If you’ve tried to pry the phone away from your little one, you may be familiar with the tantrums and whining. Sometimes, your child’s smartphone addiction can cause fiction between you and your little one.
A tug-o-war for the phone
It’s the weekend, and you realise your kid has been scrolling endlessly on their phone for almost 2 hours! When you try to ask them to hand it over, they begin to protest.
“Just 5 more minutes, please!”
“Why? It’s the weekend, I deserve to use the phone.”
“But mom, all my friends can use their phones whenever they want to. Why can’t I?”
You purse your lips in resignation and sigh. You allow another 5 minutes, but once that’s over, the same protestations begin again.
Most of us parents have been in that situation before. A temper tantrum ensues and suddenly, you feel like the bad guy. You’ve managed to take the phone away, but at the cost of your child’s positive disposition. Just 5 minutes ago, you saw your child sitting on the couch giggling away at the screen. Now a scowl is plastered over their face and refuses to speak to you.
The wedge between you and your child: smartphones
It’s a tiny device, but for some reason it holds so much weight in your child’s life. When your child’s smartphone addiction begins to bleed itself into your relationship with your child, it’s time to scale back the screen time. But before you do that, it’s important to understand why your child is seemingly so addicted to their smartphone.

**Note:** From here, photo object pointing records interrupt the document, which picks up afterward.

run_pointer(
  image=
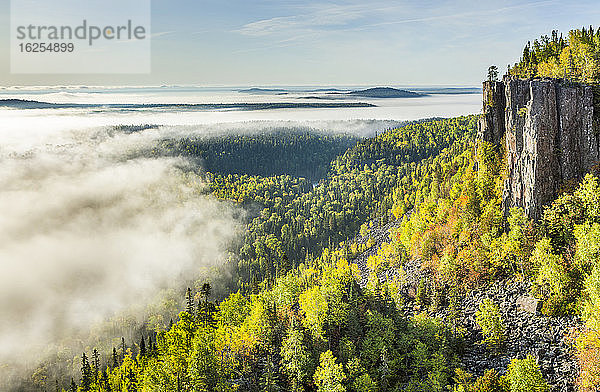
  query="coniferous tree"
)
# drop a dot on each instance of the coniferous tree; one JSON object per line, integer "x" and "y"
{"x": 86, "y": 374}
{"x": 189, "y": 302}
{"x": 142, "y": 347}
{"x": 115, "y": 358}
{"x": 123, "y": 348}
{"x": 72, "y": 386}
{"x": 95, "y": 364}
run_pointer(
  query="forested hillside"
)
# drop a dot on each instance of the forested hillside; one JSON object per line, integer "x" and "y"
{"x": 303, "y": 317}
{"x": 574, "y": 57}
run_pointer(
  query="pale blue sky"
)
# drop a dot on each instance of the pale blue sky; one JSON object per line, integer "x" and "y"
{"x": 277, "y": 42}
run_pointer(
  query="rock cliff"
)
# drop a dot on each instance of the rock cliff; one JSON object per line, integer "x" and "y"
{"x": 550, "y": 130}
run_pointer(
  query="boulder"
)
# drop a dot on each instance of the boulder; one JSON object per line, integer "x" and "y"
{"x": 528, "y": 304}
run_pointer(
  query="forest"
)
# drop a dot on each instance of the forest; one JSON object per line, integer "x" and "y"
{"x": 574, "y": 57}
{"x": 298, "y": 317}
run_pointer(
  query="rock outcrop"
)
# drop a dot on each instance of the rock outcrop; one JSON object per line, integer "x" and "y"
{"x": 548, "y": 128}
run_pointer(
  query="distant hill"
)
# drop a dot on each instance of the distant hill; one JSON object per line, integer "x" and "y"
{"x": 385, "y": 92}
{"x": 259, "y": 91}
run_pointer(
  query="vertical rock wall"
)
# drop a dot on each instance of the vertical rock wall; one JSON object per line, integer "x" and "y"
{"x": 548, "y": 127}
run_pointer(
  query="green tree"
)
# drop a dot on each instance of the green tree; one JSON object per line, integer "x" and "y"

This may come as a surprise, however, your kid’s smartphone addiction may not be as unusual as you think. In fact, it’s normal amongst children of the digital generation. In today’s hyper-connected world, your child is exposed to an endless array of online information. The need to check their devices may stem from peer pressure to reply quickly or keep up-to-date with the latest trends on the net. Your child may thus feel a compulsive need to constantly have their hands on their smartphones. This may explain their tantrums when you do decide to keep the phone away.
Removing the wedge and connecting with your child
It’s important to sit down with your child and talk about their screen time. Let your kid know that their smartphone addiction is unhealthy and that there needs to be a balance. While our smartphones help us find information and entertainment for us, we should limit our dependence on them.
Explain to your kid that some screen time is permitted, but when the time is up, the time is up. If your child’s smartphone addiction gets too alarming, consider using the planoApp. The planoApp allows you to set specific no-device timings on your child’s phone. The app also reminds your child to take a break every 30 minutes of using their phone so that he/she won’t spend hours upon hours staring at a tiny screen.
Take this opportunity to let your child know that they don’t have to be doing or watching everything that their friends are doing. Peer pressure is rife amongst schooling children so it’s crucial to create a conversation about that too.
Lastly, it’s essential to check your own screen time. Oftentimes, we like to point fingers at our children’s smartphone addiction, but we have yet to evaluate our own. Children tend to emulate their parents first and hence, we should check our own device use first before we start criticising our children about theirs.